Aos amigos uma estória da
Bahia
Rugendas- Custumes do Rio
de Janeiro
Desde que da nau capitânia cabralina
gritou-se “ Terra à vista” que estas terras tropicais foram motivo de interesse
e curiosidade por parte dos europeus. Franceses, holandeses, ingleses,
espanhóis, além é claro dos seus descobridores oficiais, os portugueses,
chegaram a estas paragens em busca de aventura e riquezas.
Seguindo o rastro de seus patrícios
antecessores, o escritor Charles Expilly,
por motivos indefinidos, resolveu se estabelecer no Brasil e ao mesmo
tempo fazer um trabalho de pesquisa sobre o país e sua gente. Mais que relatar
o que viu, o francês deu sua opinião “civilizada” sobre os luso-brasileiros e
seus bárbaros costumes. Mesmo não tendo êxito integral no seu projeto, fez uma
bela descrição da natureza e dos episódios por que passou, ou ouviu contar,
usando cores fortes e palavras bem colocadas, tornando viva a história.
Num dos seus relatos, contou-nos o que se
passou com uma jovem da Terra. Apesar de
estar apaixonada por Agostinho, Brígida, de família fidalga empobrecida, escolheu para casar Manuel Rebentão, um tosco e velho traficante
de negros escravos, porém um dos homens mais ricos de São Jorge de Ilhéus.

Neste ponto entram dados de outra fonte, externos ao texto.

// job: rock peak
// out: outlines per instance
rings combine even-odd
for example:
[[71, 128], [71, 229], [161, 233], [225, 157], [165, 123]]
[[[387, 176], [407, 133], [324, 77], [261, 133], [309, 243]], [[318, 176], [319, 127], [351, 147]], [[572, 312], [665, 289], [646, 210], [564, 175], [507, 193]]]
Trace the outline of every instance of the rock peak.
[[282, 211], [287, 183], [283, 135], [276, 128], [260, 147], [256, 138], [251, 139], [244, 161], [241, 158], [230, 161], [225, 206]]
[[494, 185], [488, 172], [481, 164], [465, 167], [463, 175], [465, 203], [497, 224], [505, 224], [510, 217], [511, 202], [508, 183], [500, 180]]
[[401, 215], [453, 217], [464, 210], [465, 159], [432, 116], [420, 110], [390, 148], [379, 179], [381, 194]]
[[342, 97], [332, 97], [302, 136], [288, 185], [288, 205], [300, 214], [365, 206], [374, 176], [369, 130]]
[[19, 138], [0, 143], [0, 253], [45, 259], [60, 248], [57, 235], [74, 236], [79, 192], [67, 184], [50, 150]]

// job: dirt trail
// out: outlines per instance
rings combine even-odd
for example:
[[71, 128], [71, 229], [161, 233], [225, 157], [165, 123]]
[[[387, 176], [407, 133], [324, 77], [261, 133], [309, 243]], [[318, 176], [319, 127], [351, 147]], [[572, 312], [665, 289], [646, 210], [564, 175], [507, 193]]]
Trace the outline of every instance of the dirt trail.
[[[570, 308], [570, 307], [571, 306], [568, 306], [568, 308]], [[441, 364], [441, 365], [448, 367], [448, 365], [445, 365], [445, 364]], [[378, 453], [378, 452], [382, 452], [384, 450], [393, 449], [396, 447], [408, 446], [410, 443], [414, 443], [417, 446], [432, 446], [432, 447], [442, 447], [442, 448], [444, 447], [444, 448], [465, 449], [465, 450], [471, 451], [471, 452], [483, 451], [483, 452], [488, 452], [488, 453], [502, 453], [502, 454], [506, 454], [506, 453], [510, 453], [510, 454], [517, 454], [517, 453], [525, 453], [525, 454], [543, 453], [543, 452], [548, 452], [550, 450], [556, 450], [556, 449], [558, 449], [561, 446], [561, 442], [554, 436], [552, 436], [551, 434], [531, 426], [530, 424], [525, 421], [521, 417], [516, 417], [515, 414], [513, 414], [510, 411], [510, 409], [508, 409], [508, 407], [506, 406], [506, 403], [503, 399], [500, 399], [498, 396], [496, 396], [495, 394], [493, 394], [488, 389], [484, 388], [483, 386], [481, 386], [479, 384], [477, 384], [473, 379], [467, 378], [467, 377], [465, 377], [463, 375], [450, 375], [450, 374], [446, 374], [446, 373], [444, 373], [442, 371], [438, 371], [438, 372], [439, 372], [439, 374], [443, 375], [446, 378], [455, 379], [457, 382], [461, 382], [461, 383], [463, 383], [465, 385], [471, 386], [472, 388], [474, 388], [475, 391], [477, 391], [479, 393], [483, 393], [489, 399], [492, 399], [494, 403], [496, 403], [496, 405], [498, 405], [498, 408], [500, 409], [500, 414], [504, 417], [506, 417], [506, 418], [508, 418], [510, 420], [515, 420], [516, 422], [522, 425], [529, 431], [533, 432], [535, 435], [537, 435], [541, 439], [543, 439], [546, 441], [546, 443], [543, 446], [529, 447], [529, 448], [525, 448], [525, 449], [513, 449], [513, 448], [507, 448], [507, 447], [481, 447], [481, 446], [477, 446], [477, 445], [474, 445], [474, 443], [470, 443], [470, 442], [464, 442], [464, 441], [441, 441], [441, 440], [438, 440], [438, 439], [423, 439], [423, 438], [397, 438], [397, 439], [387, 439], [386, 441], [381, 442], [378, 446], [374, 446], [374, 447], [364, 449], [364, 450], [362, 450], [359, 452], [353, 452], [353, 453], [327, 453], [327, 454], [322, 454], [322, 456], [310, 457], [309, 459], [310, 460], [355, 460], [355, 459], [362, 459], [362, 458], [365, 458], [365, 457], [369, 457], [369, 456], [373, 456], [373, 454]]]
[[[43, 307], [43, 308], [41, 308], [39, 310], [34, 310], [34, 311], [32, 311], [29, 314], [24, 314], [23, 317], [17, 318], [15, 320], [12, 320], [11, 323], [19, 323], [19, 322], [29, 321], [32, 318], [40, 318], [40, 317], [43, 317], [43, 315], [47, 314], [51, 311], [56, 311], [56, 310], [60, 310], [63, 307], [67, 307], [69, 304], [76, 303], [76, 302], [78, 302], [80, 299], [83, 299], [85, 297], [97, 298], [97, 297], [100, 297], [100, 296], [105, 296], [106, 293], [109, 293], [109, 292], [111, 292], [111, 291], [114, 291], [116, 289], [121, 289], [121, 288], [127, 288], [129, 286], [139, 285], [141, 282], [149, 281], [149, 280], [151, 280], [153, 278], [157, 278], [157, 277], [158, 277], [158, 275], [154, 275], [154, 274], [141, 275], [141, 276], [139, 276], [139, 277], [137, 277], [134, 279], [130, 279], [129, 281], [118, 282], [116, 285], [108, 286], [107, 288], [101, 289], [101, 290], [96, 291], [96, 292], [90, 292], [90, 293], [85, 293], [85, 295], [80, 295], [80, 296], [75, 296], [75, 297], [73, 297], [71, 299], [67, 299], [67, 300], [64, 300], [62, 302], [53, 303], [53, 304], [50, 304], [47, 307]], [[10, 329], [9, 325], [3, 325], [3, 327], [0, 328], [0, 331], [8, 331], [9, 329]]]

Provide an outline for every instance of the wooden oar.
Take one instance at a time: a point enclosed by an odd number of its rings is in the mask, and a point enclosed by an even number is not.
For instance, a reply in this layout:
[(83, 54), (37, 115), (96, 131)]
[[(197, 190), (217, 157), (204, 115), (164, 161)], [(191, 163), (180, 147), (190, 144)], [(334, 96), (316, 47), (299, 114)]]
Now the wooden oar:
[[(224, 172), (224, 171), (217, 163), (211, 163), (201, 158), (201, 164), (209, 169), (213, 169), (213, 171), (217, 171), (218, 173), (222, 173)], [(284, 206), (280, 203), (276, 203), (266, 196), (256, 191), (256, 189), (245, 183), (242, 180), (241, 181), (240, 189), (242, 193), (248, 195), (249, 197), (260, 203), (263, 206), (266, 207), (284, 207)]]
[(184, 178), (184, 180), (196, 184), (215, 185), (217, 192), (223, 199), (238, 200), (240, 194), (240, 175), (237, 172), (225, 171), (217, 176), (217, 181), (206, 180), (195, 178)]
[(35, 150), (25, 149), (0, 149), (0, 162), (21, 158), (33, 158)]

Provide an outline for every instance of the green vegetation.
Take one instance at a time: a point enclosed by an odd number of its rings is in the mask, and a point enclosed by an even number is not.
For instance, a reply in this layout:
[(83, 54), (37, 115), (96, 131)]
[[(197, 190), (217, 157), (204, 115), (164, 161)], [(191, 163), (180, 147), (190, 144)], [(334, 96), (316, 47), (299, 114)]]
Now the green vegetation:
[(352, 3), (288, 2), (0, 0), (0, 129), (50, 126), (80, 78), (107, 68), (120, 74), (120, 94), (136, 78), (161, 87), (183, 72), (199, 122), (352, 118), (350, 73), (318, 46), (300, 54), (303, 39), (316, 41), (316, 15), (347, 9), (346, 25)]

Após o casamento, o casal foi morar numa
vasta e confortável propriedade junto à praia, entre São Jorge e Olivença. Manuel fazia de tudo para impressionar a
mulher e a sociedade local com suas extravagantes despesas. Dava festas
exóticas, comprava produtos estrangeiros, encomendava roupas da moda, vindas de
Paris, para a mulher. Não se cansava de
mostrar o quanto o seu poder financeiro podia materialmente adquirir e ofuscar
a sua origem.
Quando chegou a São Jorge de Ihéus um
refinado o piano Érard, foi um alarde geral. Vaidoso, o comprador, Manuel
Rebentão, programou uma grande festa para exibir o renomado instrumento. Iria
tocá-lo, para deleite dos convivas, a sua jovem esposa. Dentre os convidados
estava o jovem músico e vizinho de fazenda
Sr. Agostinho, antigo namorado de Brígida.
Os preparativos corriam céleres. A
visível ansiedade de Brígida não passou desapercebida ao marido, que
julgou ser pelo presente que chegava. Com os carregadores, seus escravos, foi
buscar a valiosa peça a São Jorge. Na
volta, na estrada, Manuel Rebentão encontrou Gregório, escravo de sua
mulher, com um ramo de flores nas mãos que o vizinho, Sr.
Agostinho, recomendou entregar a D.
Brígida, com uma pauta musical, para que ela tocasse no dia da festa. Era a
resposta ao recado que ela havia mandado entregar ao músico, disse o
escravo.
Espicaçado pelo ciúme, visivelmente
alterado, arrancou as flores das mãos do negro e, dizendo-lhe que ele mesmo as
entregaria, adiantou-se ao grupo e dirigiu-se à casa de uma velha, conhecida
nas redondezas como sendo advinha.
Contou-lhe o que se passava e pediu-lhe que interpretasse o que aquele buquê queria dizer. Luzia, que conhecia a linguagem
das flores, depois de olha-las e
observá-las demoradamente diz ao marido
desconfiado:
As flores que Vosmecê me pede para
desvendar falam de um amor fiel, verdadeiro, porém infeliz pela ausência, que
se alimenta de raros momentos felizes. Pedem uma entrevista romântica.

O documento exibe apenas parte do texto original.